You see it’s interesting that you mention Lennon and Best - they typify one strand in youth culture and WC culture - the rebel (in this case with a cause I think!).
I find it hard to believe that many WC kids will take teachers seriously who take school seriously. I mean this solely in the sense of ‘image’. Something you've not touched on – and yet it's part of the vocabulary of many WC kids.
Schools are ‘hate objects’ in the internal language of the WC. You go to them in much the same spirit you go to the factory - by the time you are a teenager that is. You learn to hate every hypocrisy and fallacy that they stand for. A teacher who fully identifies with the school therefore encounters a similar response (letter to Walker 1973).

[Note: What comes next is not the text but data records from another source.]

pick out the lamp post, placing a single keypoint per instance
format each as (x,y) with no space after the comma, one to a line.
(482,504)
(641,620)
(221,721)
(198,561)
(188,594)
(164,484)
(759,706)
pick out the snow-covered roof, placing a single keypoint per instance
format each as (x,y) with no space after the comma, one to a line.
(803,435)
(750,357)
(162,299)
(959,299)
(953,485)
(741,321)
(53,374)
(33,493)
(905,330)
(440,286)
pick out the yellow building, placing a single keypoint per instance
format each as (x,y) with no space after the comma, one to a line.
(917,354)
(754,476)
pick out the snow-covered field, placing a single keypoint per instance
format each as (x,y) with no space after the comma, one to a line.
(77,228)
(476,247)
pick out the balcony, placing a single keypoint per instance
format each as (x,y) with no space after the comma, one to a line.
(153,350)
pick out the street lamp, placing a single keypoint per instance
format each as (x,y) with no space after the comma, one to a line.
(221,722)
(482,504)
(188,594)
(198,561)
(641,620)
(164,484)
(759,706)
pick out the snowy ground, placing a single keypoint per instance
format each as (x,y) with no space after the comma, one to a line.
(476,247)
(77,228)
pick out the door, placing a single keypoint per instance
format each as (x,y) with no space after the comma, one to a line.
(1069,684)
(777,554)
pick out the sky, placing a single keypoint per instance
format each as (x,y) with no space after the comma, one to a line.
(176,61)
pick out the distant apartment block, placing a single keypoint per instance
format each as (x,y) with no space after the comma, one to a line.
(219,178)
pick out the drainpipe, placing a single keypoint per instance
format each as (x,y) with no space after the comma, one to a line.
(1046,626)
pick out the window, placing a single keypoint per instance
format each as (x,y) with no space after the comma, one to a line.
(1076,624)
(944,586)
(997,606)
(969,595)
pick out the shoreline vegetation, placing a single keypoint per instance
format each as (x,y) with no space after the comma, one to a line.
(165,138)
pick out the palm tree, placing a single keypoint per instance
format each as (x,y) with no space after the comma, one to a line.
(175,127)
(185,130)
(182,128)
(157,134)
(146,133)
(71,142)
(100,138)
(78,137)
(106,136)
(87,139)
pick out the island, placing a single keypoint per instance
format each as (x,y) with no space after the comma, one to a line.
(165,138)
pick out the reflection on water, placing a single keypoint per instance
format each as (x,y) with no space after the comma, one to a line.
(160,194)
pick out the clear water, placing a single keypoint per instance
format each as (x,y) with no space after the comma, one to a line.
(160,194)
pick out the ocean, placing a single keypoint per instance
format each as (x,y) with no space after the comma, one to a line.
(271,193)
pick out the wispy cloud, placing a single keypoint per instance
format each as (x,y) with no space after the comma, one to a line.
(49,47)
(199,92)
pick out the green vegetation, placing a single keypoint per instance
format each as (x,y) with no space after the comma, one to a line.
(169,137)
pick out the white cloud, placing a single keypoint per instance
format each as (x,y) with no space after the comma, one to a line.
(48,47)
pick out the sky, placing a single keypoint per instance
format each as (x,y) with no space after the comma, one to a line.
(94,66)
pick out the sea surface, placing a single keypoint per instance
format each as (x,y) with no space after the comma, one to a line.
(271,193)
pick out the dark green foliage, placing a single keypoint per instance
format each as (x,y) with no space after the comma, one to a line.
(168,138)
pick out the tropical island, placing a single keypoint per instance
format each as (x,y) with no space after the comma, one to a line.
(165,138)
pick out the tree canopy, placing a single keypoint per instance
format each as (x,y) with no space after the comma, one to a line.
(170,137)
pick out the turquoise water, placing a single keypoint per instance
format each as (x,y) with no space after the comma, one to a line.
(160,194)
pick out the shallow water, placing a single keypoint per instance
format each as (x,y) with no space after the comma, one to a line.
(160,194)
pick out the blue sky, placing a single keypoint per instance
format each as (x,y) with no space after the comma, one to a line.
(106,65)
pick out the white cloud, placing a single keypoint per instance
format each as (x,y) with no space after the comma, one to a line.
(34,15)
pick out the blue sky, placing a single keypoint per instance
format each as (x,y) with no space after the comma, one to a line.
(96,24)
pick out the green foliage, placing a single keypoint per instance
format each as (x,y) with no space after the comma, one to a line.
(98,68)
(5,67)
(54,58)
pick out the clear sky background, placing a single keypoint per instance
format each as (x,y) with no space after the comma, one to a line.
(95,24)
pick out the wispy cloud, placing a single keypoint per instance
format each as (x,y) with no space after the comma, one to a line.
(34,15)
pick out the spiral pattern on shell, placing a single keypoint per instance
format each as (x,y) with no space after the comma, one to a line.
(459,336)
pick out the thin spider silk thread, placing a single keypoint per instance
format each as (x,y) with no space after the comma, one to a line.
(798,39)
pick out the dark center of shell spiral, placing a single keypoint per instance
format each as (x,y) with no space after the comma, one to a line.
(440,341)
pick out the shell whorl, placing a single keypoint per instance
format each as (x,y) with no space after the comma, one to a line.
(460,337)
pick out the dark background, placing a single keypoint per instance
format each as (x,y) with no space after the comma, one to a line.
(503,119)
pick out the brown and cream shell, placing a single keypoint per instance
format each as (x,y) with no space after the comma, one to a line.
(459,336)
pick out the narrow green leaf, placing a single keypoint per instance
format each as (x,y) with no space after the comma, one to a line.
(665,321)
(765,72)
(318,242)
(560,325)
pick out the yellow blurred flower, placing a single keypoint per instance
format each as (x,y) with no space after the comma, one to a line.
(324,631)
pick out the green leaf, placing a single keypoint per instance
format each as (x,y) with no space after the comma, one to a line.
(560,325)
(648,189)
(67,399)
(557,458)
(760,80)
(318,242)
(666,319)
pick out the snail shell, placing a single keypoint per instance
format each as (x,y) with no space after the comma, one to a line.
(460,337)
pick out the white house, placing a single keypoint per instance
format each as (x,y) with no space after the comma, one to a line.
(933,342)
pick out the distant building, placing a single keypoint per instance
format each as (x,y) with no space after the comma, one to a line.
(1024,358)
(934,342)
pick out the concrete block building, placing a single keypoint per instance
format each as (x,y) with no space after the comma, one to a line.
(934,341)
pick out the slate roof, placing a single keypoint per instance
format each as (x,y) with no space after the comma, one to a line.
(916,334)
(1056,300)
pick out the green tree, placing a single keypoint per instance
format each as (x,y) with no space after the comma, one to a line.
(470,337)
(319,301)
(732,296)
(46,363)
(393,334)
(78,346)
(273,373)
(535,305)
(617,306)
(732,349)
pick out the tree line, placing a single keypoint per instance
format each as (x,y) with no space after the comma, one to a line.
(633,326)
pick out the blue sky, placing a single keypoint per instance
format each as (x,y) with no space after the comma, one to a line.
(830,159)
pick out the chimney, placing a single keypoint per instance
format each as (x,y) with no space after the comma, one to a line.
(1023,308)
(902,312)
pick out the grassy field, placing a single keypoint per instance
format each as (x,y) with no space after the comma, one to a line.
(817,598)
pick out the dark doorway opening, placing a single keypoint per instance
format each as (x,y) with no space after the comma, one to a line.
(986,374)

Two other notes I found on old bits of paper from 1972 spell out more of the approach and pinpoint my predominant concerns at this stage in my life in teaching.
For the WC Child
1. The person comes before the role in deciding if you learn from a teacher. Learning will only go on if the person is accessible and acceptable. It is the first threshold.
2. The person can be adjudged at a number of levels. Certain factors seem to predispose the kids in liking teachers.
(a) An ability to joke and be joked with - a classic WC 'testing' mechanism (Scwartz calls it 'sounding' among black youth in New York).
(b) An irreverence, rebelliousness like their heroes.
(c) A general acceptance of laughs and fun as essential ingredients of life.